The masjids identified as women-friendly have been profiled through the personal experiences of these women who engaged talks with the imams and management to allow them in since the last few years.
The initiative is planned under Muslim Women in Masjid project started by a collective Muslim Women Study Circle (MWSC) formed during the anti-CAA protest in 2019. The group aims to initiate, inspire and document women's prayer spaces in India.
MWSC has launched the campaign ‘Women in Masjid’ in Guwahati, Dimapur, Jamshedpur, Bengaluru, Saharanpur, Kolkata, Purnea, Agra, Berhampore, Delhi, Hyderabad, Srinagar and Aligarh beside Nagpur and Mumbai.
The group has prepared a catalog of women friendly masjids in these cities.
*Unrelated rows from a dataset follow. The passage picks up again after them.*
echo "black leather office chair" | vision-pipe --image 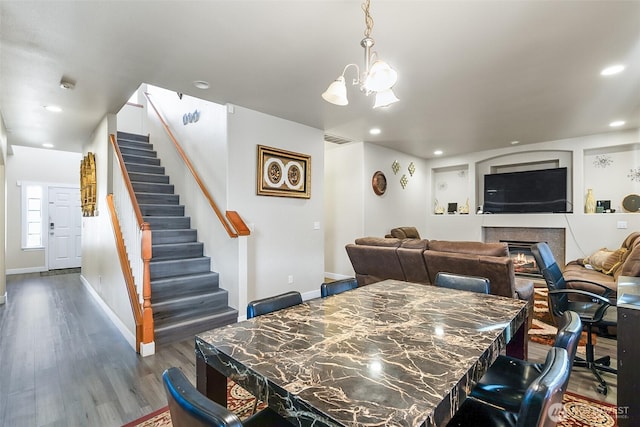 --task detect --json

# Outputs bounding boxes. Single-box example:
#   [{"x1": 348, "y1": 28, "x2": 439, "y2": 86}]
[
  {"x1": 531, "y1": 242, "x2": 618, "y2": 395},
  {"x1": 162, "y1": 368, "x2": 293, "y2": 427},
  {"x1": 247, "y1": 291, "x2": 302, "y2": 319},
  {"x1": 447, "y1": 347, "x2": 571, "y2": 427},
  {"x1": 471, "y1": 311, "x2": 582, "y2": 412},
  {"x1": 435, "y1": 271, "x2": 491, "y2": 294},
  {"x1": 320, "y1": 277, "x2": 358, "y2": 298}
]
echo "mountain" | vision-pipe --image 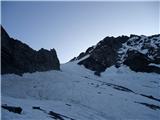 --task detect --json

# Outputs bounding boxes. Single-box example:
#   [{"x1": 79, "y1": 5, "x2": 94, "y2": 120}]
[
  {"x1": 71, "y1": 34, "x2": 160, "y2": 75},
  {"x1": 1, "y1": 26, "x2": 60, "y2": 75},
  {"x1": 1, "y1": 29, "x2": 160, "y2": 120}
]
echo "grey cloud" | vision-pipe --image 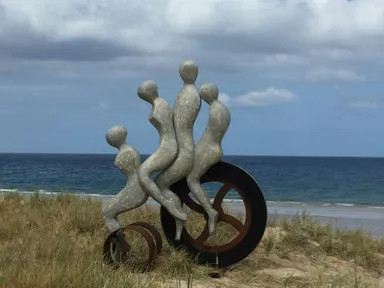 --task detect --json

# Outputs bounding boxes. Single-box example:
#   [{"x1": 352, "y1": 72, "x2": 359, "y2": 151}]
[{"x1": 0, "y1": 37, "x2": 143, "y2": 61}]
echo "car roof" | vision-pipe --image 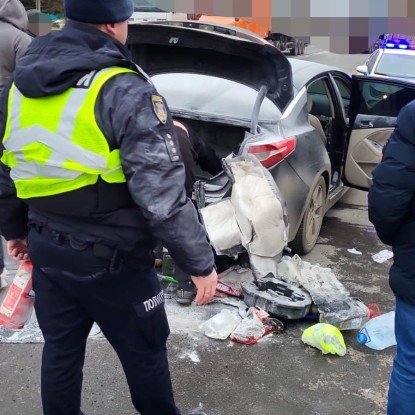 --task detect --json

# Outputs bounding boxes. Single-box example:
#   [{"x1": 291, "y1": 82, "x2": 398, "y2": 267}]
[
  {"x1": 288, "y1": 58, "x2": 345, "y2": 91},
  {"x1": 379, "y1": 48, "x2": 415, "y2": 55}
]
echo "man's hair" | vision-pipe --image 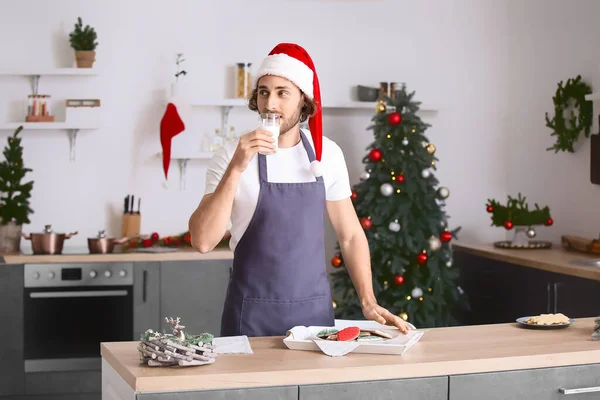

Tuba Sanober, a law student and program manager of the project for MWSC, said many masjids already have special arrangement for women to offer prayers on all days and anytime not just on Fridays. “Our members including myself realized that some masjids may not have space enough to accommodate women during Fridays but they too are open for us on other days when the footfalls are low,” she said.
She said it is a Sunnah (tradition of the Prophet) to offer namaz in masjid. “We must remember the Prophet’s clear commands and ensure that on one prevents women from coming to the masjid. We endeavour to make the masjid’s doors open for everyone – men, women, persons with special needs, and kids. Mosques should be accessible like they were in our beloved Prophet’s time,” she said.
The group has been taking steps towards this for the past two years. The initiative was first attempted on December 6 last year which coincided with the Babri Masjid demolition anniversary. Since then the women had been documenting their experiences and cataloguing such masjids where they have been allowed to pray.
“For us, a masjid is more than just its physical structure. It is the house of God and a place of worship. Where we are inspired to be the best of ourselves through soul-stirring khutbas (sermon) and befriend sisters in faith and learn our deen (religion). It is a place where we discover some of our identity and become a part of a large active community,” Sanober said.